Attorney General Thurbert Baker announced today that CVS/Caremark Corporation has agreed to pay $3,565,869.03 to the Georgia Medicaid Program to settle allegations of improper billing. The payment, part of a $36.7 million settlement with the United States, 23 states[1] and the District of Columbia, resolves claims that CVS violated various state and federal statutes and regulations by switching dosage forms of ranitidine, an antacid medication commonly prescribed for Medicaid patients.

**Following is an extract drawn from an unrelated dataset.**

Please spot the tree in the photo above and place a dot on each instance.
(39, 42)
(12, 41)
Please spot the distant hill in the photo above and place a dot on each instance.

CVS/Caremark, which currently operates retail pharmacies in 38 states, furnishes pharmacy services to Medicaid recipients in Georgia. Today’s settlement follows a joint federal-state investigation into allegations that CVS, from April 1999 through 2006, filled prescriptions for numerous Medicaid recipients by aggressively switching dosage forms of ranitidine (the generic form of Zantac, a commonly prescribed anti-ulcer medication), and that this conduct violated various federal and state statutes and regulations. The investigation showed that these switches caused Medicaid programs nationwide to pay CVS substantially more for ranitidine than they otherwise would have.

The substitution of the ranitidine capsules for tablets resulted in higher payments under the automated Medicaid reimbursement system, with no corresponding medical benefit to the individuals receiving the prescriptions. The settlement resolves allegations that CVS made wholesale switches of ranitidine dosage forms without physician involvement and therefore violated numerous state regulations governing pharmaceutical dispensing.

In addition to the payment of cash settlements to the state and federal governments, CVS/Caremark has agreed to the terms of a Corporate Integrity Agreement (“CIA”) with the Office of the Inspector General of the United States Department of Health and Human Services. The CIA will include provisions that will ensure that CVS does not switch dosage forms of medications if the result would increase the costs to third-party payers, including Medicaid, and will subject the company’s billing practices to ongoing federal scrutiny.

The settlement was the result of negotiations jointly conducted by the United States Attorney's Office for the Northern District of Illinois and representatives from the healthcare fraud units of the participating states' attorneys general.

[1]The participating states are: Alabama, Connecticut, Florida, Georgia, Illinois, Indiana, Kentucky, Maine, Maryland, Massachusetts, Michigan, New Hampshire, New Jersey, New York, North Carolina, Ohio, Pennsylvania, Rhode Island, South Carolina, Tennessee, Vermont, Virginia and West Virginia.